I have spent the past 18 years living as a Christian. Prior to that, I was a loud and proud atheist.
I have not changed.
My values have changed, but my personality has not. I am still the same impetuous, occasionally impatient, outspoken, laugh-out-loud, fearless person I always was. I did my own thing as an atheist, and I do my own thing now.
Being a Christian doesn’t prevent you from doing your own thing. It just changes what that “thing” is.
If your personality changes when you “find God” (for instance, if you go from being an introvert to being an extrovert), you’re not born again. Spiritual rebirth doesn’t change your personality – it magnifies it by aligning your values with God’s. God working through you actually makes you more “you” than you were before. In fact, God wants you to be as much “you” as you can be: He made you that way.
So, God doesn’t try to curb my impetuousness. He doesn’t chide me for being occasionally impatient. He doesn’t silence my outspokenness. He doesn’t hush my laughter, and he certainly doesn’t warn me to be afraid of life.
How I was then, as an atheist, is the same as I am now, as a born-again believer: Same personality; different values.
Way different values.
I mean, we’re talking 180 degrees in the opposite direction. From one split second to the next, I knew that everything I’d been taught about life was a lie, and that what the world had dismissed as lies was in fact truth. That’s what happens when demonic spirits are exorcised from you and God’s spirit moves in. Everything clicks into place, and you see things as they really are.
*****
I remember loathing all things Christian when I was an atheist. I was never able to put my finger on it, the revulsion I felt whenever someone somehow identified as a believer. It made my skin crawl. But Jesus tells us that those who persecute and abuse his followers don’t actually hate them – they hate God’s spirit that rests with believers. And they hate God’s spirit because in God’s presence they are reminded of their sin.

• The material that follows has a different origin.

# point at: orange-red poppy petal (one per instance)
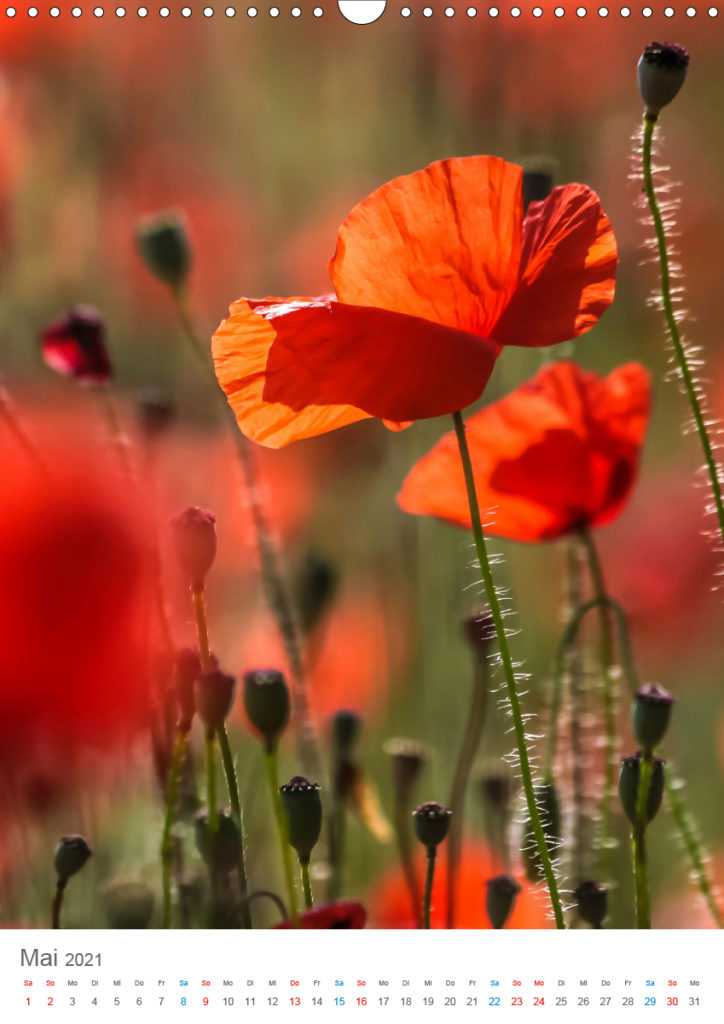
(297, 368)
(567, 270)
(442, 244)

I also remember hating and mocking even the concept of sin when I was an atheist. I thought it was ridiculous and I felt only contempt for those who believed such nonsense. The few believers I knew at that time would lower their eyes whenever I railed at them about the stupidity of their beliefs. I misread their silence as weakness when in fact their silence was their unspoken understanding of the source of my intense and irrational dislike of them. They knew what was going on, but they also knew that it would serve no purpose to try to enlighten me.

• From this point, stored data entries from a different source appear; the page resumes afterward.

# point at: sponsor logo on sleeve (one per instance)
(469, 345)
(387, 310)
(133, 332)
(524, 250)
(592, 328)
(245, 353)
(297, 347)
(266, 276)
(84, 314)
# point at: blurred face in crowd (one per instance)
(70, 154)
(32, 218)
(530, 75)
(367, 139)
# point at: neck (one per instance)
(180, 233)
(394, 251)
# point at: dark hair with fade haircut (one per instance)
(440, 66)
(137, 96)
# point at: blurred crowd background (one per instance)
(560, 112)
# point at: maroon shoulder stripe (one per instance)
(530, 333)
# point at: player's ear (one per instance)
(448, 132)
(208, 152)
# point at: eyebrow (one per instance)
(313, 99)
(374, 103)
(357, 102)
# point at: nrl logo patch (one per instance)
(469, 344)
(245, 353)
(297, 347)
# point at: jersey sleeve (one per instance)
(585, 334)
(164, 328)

Pearls before swine, and all that.
Now it is my turn to be silent in the face of unbelievers. Maybe they perceive my silence as weakness, but I don’t care. I don’t mind when people abuse me verbally, because it raises the red “pray-for-me” flag. When they out themselves as sinners in pain, it gives me a clear signal of who to pray for.
Never be offended by anything anyone says to you, however cruel or unusual. NEVER BE OFFENDED. Jesus told us to pray for the offenders instead. When someone hates and abuses you for no reason other than your faith in God, take that as a cue to get to work. Be especially kind to that person, the way you would to someone who has just been diagnosed with end-stage cancer. Because that’s what sin is – terminal spiritual cancer. Don’t argue about God, don’t try to preach: just be kind. Get God to help you with this, because without God’s help, kindness will not come easily to you, if at all.

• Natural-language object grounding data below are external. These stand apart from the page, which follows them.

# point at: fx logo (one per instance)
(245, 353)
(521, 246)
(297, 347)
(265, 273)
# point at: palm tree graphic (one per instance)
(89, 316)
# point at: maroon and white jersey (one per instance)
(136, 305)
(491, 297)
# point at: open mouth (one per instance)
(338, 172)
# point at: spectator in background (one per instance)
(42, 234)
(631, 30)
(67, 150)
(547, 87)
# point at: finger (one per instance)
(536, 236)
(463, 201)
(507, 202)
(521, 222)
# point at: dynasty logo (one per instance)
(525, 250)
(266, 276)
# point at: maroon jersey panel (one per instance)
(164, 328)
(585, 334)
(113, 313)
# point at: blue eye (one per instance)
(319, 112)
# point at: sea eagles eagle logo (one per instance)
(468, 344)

These are the things that God is teaching us to do while there is still time. These are our learning years, and after we learn, we are tested. If we fall short on our test, we go back and keep learning until we get it right. Scripture gives us a whole list of attributes and characteristics that aren’t welcome in Heaven, and life’s big and little lessons are a way of burning off whatever needs to go.
Be kind to those who are unkind to you. That is the biggest and hardest lesson of all, but without that firmly under your belt, you will never make it home.